Lie Group Decompositions for Equivariant Neural Networks
Invariance and equivariance to geometrical transformations have proven to be very useful inductive biases when training (convolutional) neural network models, especially in the low-data regime. Much work has focused on the case where the symmetry group employed is compact or abelian, or both. Recent work has explored enlarging the class of transformations used to the case of Lie groups, principally through the use of their Lie algebra, as well as the group exponential and logarithm maps. The applicability of such methods to larger transformation groups is limited by the fact that depending on the group of interest G, the exponential map may not be surjective. Further limitations are encountered when G is neither compact nor abelian.

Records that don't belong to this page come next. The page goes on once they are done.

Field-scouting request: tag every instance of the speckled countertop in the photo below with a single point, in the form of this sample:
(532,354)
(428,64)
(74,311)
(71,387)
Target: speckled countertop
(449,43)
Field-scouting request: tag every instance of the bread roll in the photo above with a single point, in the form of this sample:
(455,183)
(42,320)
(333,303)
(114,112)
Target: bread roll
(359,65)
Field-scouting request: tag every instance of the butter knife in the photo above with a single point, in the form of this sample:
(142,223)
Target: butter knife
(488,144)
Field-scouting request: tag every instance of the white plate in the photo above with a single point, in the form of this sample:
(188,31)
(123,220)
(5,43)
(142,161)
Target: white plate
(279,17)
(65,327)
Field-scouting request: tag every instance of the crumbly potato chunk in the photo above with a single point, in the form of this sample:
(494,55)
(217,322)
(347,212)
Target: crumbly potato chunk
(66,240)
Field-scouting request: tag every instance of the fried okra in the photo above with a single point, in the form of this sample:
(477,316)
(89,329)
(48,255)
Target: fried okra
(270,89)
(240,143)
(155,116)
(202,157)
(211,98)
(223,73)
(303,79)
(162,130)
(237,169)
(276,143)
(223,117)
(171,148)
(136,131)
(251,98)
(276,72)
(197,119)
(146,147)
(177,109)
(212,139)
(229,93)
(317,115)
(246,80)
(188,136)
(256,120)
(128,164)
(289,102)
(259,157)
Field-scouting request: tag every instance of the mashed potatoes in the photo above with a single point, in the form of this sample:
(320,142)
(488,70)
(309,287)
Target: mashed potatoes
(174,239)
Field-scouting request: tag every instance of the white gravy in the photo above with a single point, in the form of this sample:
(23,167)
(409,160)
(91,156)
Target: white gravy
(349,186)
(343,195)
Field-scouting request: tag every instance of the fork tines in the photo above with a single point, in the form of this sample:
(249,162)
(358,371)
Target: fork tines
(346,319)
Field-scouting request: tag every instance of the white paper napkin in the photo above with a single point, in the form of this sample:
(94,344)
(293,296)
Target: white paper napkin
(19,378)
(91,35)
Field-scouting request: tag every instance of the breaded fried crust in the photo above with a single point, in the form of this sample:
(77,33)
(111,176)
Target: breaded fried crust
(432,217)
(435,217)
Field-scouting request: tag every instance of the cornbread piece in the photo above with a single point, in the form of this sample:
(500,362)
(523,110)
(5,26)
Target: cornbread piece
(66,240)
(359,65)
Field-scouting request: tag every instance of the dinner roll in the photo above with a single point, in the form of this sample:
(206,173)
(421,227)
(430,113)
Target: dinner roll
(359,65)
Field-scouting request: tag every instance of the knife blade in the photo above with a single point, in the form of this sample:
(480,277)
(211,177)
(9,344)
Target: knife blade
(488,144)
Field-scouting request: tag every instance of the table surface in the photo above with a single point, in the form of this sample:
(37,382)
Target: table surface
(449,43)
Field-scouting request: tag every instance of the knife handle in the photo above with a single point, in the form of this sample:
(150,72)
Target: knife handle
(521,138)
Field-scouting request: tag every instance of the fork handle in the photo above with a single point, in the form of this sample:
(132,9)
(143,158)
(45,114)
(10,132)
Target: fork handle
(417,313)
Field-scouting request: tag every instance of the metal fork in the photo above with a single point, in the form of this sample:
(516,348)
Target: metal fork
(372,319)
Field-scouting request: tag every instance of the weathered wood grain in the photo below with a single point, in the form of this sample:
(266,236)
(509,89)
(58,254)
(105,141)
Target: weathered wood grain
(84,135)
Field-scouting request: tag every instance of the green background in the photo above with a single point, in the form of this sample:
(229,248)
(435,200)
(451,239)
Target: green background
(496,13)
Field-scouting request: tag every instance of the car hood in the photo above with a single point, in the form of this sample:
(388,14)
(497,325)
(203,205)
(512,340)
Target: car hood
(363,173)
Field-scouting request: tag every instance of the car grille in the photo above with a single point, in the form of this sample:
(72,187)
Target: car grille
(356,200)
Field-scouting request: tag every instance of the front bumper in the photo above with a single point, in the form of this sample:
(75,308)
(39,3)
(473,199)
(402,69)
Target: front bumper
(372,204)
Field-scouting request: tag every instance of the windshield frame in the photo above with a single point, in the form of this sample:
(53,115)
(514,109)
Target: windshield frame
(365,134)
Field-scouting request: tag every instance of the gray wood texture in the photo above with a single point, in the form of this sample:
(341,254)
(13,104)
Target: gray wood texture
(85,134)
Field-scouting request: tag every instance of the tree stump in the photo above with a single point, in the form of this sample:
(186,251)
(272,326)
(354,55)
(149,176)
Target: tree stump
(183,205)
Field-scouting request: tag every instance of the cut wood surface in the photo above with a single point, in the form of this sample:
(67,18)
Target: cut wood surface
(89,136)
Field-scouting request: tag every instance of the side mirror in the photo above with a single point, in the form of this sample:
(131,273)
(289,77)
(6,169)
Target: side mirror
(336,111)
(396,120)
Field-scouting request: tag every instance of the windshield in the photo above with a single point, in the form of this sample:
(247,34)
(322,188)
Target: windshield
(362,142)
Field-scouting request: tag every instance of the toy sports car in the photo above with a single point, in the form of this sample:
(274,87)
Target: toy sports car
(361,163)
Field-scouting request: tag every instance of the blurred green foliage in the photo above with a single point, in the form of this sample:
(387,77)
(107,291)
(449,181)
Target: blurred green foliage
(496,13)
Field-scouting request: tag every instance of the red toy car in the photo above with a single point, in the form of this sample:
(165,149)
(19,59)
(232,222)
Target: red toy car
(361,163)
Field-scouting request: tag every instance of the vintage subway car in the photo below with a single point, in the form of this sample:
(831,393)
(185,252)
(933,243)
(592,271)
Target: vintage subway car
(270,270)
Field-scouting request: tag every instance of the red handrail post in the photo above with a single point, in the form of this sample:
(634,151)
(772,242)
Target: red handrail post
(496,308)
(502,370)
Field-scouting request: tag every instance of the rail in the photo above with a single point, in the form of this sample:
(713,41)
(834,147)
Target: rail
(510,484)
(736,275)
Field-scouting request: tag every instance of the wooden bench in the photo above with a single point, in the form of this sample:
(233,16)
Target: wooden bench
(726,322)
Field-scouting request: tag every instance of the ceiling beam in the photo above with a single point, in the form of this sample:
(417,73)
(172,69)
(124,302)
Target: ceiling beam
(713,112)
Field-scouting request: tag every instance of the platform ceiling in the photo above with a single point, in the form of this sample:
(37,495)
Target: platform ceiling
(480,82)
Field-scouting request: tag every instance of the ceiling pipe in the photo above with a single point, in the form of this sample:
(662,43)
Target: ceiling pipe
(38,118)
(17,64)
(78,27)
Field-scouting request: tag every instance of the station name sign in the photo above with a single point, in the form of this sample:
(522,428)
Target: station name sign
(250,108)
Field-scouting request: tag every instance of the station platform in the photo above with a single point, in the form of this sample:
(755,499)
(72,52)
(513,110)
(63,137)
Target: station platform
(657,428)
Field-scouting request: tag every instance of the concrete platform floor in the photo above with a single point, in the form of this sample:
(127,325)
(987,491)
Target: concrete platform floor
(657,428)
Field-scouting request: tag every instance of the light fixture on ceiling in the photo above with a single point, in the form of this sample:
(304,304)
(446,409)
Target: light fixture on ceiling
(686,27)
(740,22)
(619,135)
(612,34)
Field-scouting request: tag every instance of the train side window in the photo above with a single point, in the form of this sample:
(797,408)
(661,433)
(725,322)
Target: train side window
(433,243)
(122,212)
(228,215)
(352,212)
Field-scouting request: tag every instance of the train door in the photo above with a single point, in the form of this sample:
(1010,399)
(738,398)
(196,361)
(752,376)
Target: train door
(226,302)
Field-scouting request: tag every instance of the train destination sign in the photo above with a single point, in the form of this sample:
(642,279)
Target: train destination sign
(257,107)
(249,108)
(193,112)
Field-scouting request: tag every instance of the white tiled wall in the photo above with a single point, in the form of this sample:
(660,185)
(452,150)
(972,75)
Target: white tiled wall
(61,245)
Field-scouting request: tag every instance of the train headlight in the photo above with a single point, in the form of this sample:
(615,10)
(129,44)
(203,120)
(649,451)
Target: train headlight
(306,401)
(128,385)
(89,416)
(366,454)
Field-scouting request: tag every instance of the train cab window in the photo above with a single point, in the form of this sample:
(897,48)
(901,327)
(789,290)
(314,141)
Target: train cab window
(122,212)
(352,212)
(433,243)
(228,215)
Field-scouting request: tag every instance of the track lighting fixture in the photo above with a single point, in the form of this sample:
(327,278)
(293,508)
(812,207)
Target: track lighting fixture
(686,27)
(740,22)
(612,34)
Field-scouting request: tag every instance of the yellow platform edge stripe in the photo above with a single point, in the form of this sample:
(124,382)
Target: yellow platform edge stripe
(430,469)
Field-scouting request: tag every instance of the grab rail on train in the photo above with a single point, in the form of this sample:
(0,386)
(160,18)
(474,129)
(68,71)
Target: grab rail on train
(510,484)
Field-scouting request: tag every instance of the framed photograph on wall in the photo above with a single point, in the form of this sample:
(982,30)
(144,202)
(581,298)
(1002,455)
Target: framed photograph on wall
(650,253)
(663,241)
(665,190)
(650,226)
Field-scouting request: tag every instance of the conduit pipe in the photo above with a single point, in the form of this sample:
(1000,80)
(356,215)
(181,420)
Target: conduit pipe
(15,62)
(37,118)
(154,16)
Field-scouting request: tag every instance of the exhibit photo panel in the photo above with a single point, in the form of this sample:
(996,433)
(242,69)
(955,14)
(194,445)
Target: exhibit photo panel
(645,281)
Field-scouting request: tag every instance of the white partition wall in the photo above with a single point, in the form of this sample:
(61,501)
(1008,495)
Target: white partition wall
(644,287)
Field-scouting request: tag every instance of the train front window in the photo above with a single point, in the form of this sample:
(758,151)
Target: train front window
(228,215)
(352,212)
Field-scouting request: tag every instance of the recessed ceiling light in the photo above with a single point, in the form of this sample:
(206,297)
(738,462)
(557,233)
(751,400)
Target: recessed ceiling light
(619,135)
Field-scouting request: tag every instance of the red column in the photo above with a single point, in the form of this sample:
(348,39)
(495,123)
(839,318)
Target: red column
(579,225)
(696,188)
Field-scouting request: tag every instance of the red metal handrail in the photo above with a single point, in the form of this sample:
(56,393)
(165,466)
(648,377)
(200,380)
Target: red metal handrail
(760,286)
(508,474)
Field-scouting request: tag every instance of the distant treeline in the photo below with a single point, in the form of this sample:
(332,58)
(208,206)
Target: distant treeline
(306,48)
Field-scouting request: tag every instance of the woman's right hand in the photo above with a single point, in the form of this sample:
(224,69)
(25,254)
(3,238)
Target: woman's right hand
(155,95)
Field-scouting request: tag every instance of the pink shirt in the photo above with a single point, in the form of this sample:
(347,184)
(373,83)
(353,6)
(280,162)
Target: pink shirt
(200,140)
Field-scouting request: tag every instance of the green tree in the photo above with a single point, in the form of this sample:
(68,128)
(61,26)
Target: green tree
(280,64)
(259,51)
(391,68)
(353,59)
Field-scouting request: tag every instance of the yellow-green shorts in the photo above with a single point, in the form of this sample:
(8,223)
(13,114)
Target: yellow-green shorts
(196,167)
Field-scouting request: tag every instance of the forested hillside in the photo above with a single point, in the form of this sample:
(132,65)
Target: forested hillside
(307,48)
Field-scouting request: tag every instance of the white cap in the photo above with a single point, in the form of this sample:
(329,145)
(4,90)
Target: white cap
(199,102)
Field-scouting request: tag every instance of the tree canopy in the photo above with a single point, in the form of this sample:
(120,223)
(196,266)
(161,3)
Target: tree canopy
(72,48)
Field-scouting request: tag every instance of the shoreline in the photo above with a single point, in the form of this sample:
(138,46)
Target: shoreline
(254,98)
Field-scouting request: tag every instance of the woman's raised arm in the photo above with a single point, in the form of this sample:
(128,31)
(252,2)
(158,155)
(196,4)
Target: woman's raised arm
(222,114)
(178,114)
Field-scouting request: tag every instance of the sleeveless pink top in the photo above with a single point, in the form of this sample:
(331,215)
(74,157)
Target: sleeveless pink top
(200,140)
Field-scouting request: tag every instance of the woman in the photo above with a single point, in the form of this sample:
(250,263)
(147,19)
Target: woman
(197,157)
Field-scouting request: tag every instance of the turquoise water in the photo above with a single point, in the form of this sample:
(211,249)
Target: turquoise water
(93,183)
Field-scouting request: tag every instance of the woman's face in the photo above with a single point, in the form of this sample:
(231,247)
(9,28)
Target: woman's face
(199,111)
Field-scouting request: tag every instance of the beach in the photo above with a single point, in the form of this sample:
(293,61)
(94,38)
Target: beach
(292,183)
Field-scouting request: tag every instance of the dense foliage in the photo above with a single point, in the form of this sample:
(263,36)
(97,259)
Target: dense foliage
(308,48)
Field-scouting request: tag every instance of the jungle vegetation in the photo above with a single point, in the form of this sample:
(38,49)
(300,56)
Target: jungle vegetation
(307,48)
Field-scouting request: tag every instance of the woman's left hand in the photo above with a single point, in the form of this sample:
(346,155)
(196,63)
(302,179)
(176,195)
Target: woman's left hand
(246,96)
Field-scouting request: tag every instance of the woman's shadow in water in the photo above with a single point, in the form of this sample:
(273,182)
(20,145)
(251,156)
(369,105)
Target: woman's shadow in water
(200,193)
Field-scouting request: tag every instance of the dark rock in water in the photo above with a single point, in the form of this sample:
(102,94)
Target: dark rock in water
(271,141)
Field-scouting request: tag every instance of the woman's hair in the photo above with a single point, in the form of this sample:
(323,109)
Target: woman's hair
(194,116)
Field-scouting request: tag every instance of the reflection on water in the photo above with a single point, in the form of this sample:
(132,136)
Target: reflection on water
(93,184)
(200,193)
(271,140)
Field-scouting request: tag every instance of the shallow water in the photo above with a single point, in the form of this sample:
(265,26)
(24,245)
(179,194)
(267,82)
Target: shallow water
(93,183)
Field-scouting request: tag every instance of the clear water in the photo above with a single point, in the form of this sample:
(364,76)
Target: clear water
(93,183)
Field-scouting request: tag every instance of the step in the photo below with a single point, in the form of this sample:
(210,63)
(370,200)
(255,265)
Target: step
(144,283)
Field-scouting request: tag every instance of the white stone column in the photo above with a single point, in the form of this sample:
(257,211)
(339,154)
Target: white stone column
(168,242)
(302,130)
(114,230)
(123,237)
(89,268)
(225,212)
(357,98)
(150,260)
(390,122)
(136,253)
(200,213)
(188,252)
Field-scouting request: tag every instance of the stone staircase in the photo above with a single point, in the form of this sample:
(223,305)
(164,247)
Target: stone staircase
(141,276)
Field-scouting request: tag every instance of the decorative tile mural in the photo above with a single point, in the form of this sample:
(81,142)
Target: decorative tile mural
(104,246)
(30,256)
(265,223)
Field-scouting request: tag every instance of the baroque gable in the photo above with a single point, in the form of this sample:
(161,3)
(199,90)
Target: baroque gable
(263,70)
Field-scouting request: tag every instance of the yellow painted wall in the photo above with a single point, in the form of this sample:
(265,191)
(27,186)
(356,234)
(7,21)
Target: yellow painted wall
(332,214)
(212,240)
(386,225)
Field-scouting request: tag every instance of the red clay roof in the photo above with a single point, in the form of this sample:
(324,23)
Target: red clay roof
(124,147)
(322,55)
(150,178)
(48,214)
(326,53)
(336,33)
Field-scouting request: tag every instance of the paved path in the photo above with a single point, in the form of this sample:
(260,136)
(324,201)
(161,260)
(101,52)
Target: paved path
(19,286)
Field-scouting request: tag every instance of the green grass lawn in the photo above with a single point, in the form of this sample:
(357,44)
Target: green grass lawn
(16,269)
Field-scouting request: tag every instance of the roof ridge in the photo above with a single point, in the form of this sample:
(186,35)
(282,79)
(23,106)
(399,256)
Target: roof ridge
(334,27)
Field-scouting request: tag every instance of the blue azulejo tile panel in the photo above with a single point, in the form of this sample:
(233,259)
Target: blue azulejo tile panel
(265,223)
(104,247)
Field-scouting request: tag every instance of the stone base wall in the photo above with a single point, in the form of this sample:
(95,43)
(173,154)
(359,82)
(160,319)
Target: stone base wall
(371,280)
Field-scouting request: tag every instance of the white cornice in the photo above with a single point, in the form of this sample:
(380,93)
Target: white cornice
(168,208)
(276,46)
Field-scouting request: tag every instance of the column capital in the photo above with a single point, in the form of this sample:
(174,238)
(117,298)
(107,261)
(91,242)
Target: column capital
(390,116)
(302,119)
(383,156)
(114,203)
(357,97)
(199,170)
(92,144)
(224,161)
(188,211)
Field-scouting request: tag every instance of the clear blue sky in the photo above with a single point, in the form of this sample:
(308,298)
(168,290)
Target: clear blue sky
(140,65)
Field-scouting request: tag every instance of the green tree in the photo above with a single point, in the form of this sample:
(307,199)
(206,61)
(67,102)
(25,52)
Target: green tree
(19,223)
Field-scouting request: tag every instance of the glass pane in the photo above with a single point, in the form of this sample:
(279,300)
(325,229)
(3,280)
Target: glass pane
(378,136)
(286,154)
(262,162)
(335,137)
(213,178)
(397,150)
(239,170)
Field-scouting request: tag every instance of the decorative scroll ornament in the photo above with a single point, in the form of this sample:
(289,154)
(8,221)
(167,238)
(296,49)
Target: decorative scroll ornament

Using the structure and geometry of Lie groups and their homogeneous spaces, we present a framework by which it is possible to work with such groups primarily focusing on the Lie groups G = GL^{+}(n, R) and G = SL(n, R), as well as their representation as affine transformations R^{n} rtimes G. Invariant integration as well as a global parametrization is realized by decomposing the `larger` groups into subgroups and submanifolds which can be handled individually. Under this framework, we show how convolution kernels can be parametrized to build models equivariant with respect to affine transformations. We evaluate the robustness and out-of-distribution generalisation capability of our model on the standard affine-invariant benchmark classification task, where we outperform all previous equivariant models as well as all Capsule Network proposals.